La guerra y la literatura tienen una conexión
visceral. Homero abrazó la causa de los perdedores troyanos en contra de sus
compatriotas. El poeta yámbico Arquíloco cantó las virtudes de la deserción en la batalla.
Muchos siglos después, Céline la describió como un carnaval demente, donde
todas las categorías y los juicios morales se confunden y la lógica racional de lo motivos se transforma en aberración criminal. Hemingway elogió el
valor viril del combatiente y Claude Simon la animalidad profunda que la nutre como negación de sus valores declarados. En la historia
mundial de la literatura hay tantas versiones de la guerra como guerras en la historia del mundo.
La temática bélica constituye un excepcionl campo de exploración creativa para poner a
prueba las definiciones morales de lo humano y los valores dudosos de la
civilización.
La guerra de Irak fue una guerra anómala no solo
por la sinrazón económica de sus motivaciones, o la crueldad y brutalidad de
los ocupantes, demostrando que la innovación en el negocio de la barbarie es
siempre posible. Además puso en contacto al imperio militar más importante de
la historia con un territorio que fue la cuna de la cultura. Este cortocircuito
entre la alta tecnología destructiva y el suelo del antiguo imperio donde nació
la escritura ya predispone a novelar sin hipocresía.
Al acabar esta magnífica novela de Kevin Powers,
me acuerdo del polémico estreno de Redacted, la escandalosa película de Brian de Palma que muchos odiaron en Estados Unidos y no solo la Fox News y sus adláteres republicanos (viví en directo su estreno en salas y puedo contar detalles vergonzantes de su recepción nacional).
Era evidente que la sociedad norteamericana no estaba preparada en 2007 para
asumir esta visión intransigente del conflicto. Cinco años después, con la
guerra iraquí eclipsada en la conciencia pública por la crisis económica, otra guerra desplazada de contexto, Powers
ha conseguido que su novela reciba todos los elogios y los aplausos de la
crítica y de una parte significativa de los lectores.
El acierto de Powers al poner en escena su
pequeña historia personal se cifra en dos recursos retóricos: primero, un
lenguaje poético de brillante musicalidad que sublima de inmediato con
metáforas e imágenes los aspectos más crudos de la espantosa realidad de la
guerra; y, segundo, una disposición inteligente del material narrativo, orientada
a producir tensión y suspense en el relato en primera persona de lo acaecido en
Al Tafar un siniestro día de octubre de 2004. Sobreponiéndose a su conocimiento
íntimo de la violencia, Powers construye una trama simétrica mediante hábiles
contrapuntos entre los cinco capítulos correspondientes al episodio traumático
(septiembre-octubre de 2004), un único capítulo referido a los prolegómenos del
alistamiento y el entrenamiento (diciembre de 2003) y otros cinco sobre las postrimerías
del hecho (marzo-noviembre de 2005 y abril de 2009).

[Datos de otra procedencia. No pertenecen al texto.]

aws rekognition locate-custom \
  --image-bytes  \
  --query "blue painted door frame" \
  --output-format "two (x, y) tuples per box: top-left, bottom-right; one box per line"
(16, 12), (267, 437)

La cualidad estética del discurso cobra un valor
añadido en la ficción. Las razones por las que el narrador John Bartle
(trasunto posible del Bartleby melvilleano) se alistó en el ejército con 21 años fue
para demostrarse que no era un cobarde ni un maricón, como creían sus groseros paisanos
por su rara afición a la literatura. A través de su experiencia terrible en
Irak y, en especial, de las horribles circunstancias de la muerte de Murphy, su
amigo y protegido de 18 años, Bartle asumirá, tras pasar una temporada en la
cárcel y volverse un extranjero para los suyos, el valor ético de la cobardía
del escritor frente a la falsedad de los valores comunitarios que sostienen sus
semejantes para justificar las masacres y las carnicerías.
En definitiva, Los pájaros amarillos no es
tanto una novela más contra la guerra como una vindicación de la literatura
como arma moral de los cobardes para desnudar la impostura criminal del poder
militar, la propaganda patriotera y los mitos belicistas.